God also revealed this pattern of proving mankind through times of waiting when He saved Israel out of Egypt and took them into the desert where there was no readily available food. There, He said to Moses, “…Behold, I will rain bread from heaven for you; and the people shall go out and gather a certain rate every day, that I may prove them, whether they will walk in my law, or no” (Exodus16:4).
Instead of immediately giving them the promised land which was teaming with food as it was called the “land of milk and honey,” the Hebrews would have to settle for manna each and every day out in the desert as part of a testing process to see if they could be content and obey God. If they could obey in such times of leanness, how much more could they during the times of blessing?
God wants to know that we love Him above everything else. The only way we can prove that to Him is to love Him above the thing(s) we are waiting and hoping on Him to perform, and to love Him even when those things we desire seem so far out of reach.
As the writer in Hebrews 11:32 points out, the time would fail him to tell of all the people who waited and hoped on God as recorded in scripture, but I would be remiss if I failed to mention David, who waited on God more than fifteen years after the time Samuel anointed him king until the time that he was actually crowned. Not to mention the fact that throughout those years many attempts were made on his life and he was living on the run in the wilderness (talk about Man vs. Wild or Survivorman!), biding his time. I bet he wasn’t feeling much like a king then. And yet, for all that time of waiting and hoping the promise was indeed fulfilled.
Just remember as you “esperar” (the Spanish word that started our article that means “to wait” or “to hope”) that God is the One that determines the times and seasons in our lives. We cannot force His hand; we can’t make Him do anything. If we try to take that control, we will only find negative consequences. Just ask Abraham about that. Certainly if he could have changed anything in all his life it would have been to wait on God to fulfill the promise of a child through his wife Sarah and not through Hagar.
All of us have had moments in our lives where we were waiting on God for something and we tried to take the reins and as a result messed things up royally. Let’s repent of those past errors in judgment and do our very best not to wrest control of our lives away from God anymore.

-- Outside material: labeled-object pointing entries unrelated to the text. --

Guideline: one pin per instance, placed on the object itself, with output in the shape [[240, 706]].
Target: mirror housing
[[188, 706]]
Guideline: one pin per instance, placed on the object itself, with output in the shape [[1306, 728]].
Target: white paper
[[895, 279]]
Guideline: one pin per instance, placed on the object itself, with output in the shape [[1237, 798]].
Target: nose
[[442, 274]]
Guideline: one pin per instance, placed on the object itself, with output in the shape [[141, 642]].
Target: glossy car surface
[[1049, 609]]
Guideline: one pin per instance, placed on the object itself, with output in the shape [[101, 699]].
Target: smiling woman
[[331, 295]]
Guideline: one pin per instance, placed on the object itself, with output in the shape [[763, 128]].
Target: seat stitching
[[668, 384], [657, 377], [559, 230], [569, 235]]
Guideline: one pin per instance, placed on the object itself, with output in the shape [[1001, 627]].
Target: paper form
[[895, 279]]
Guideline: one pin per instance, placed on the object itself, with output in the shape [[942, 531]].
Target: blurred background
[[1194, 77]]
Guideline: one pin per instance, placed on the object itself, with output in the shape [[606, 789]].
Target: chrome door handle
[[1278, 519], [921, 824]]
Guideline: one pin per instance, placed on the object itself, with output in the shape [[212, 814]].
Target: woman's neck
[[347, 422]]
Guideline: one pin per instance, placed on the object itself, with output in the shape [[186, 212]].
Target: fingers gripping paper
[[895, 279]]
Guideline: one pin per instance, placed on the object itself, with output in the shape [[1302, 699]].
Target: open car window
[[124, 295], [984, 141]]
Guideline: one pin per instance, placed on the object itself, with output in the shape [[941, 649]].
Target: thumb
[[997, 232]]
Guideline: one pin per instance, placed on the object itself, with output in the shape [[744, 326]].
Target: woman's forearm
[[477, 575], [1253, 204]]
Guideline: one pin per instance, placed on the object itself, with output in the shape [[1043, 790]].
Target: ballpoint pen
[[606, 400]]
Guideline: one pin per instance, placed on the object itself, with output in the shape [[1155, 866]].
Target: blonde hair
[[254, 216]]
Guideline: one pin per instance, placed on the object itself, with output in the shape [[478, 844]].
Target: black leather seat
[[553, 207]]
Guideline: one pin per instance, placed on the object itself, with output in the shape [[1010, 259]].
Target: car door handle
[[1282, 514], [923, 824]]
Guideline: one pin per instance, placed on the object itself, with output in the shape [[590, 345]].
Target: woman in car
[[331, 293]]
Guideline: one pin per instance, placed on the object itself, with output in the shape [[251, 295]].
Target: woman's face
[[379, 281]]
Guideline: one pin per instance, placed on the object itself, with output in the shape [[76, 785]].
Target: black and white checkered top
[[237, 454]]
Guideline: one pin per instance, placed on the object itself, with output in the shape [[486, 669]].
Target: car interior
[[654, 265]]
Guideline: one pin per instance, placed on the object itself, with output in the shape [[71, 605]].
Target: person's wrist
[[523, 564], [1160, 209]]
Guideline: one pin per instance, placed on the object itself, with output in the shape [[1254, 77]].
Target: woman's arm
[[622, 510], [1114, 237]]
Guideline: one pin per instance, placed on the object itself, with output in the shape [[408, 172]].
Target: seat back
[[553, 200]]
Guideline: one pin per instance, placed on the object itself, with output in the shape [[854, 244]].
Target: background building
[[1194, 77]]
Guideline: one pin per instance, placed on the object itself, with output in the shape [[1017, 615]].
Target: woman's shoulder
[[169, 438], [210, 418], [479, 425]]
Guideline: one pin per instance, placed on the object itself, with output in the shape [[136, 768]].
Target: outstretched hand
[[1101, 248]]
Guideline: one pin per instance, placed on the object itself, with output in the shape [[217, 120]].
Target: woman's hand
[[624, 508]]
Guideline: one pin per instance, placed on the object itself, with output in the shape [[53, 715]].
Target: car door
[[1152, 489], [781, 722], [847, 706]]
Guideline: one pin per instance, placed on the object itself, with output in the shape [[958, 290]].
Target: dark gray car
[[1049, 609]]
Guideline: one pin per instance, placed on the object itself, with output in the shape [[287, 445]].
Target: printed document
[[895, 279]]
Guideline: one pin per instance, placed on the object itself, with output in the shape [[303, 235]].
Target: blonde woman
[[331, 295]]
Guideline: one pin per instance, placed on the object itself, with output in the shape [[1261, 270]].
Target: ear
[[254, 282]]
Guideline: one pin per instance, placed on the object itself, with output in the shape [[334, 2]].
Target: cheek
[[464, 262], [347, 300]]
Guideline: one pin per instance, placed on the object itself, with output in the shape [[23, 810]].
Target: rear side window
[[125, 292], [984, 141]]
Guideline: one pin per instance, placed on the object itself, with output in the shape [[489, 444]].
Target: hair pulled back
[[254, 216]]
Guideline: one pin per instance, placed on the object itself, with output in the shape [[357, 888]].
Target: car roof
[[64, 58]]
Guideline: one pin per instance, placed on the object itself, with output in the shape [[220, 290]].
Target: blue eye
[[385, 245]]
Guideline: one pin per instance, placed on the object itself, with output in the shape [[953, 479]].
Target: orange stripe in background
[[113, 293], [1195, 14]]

Let’s beseech Him to lead us and let us be willing followers of His leading. Let us also wholly commit to doing so no matter if our hopes and dreams are fulfilled or not, because in the end, this temporal present world will only remain as it is for a short while. We will either die before it changes or we will see the return of the Lord when everything will be made right. Either way, in eternity our earthly desires will seem small in comparison as the bliss of everlasting life overtakes the pain, tears and sorrow of this life.
So, let us continue to patiently wait and hope on the Lord in the meantime, knowing that He is faithful to fulfill His promises toward us and that waiting and hoping on Him is always worth it. Let us also remember that,
“But without faith [it is] impossible to please him: for he that cometh to God must believe that he is, and that he is a rewarder of them that diligently seek him.” (Hebrews 11:6).
Finally,
“Wait on the LORD: be of good courage, and he shall strengthen thine heart: wait, I say, on the LORD” (Psalm 27:14).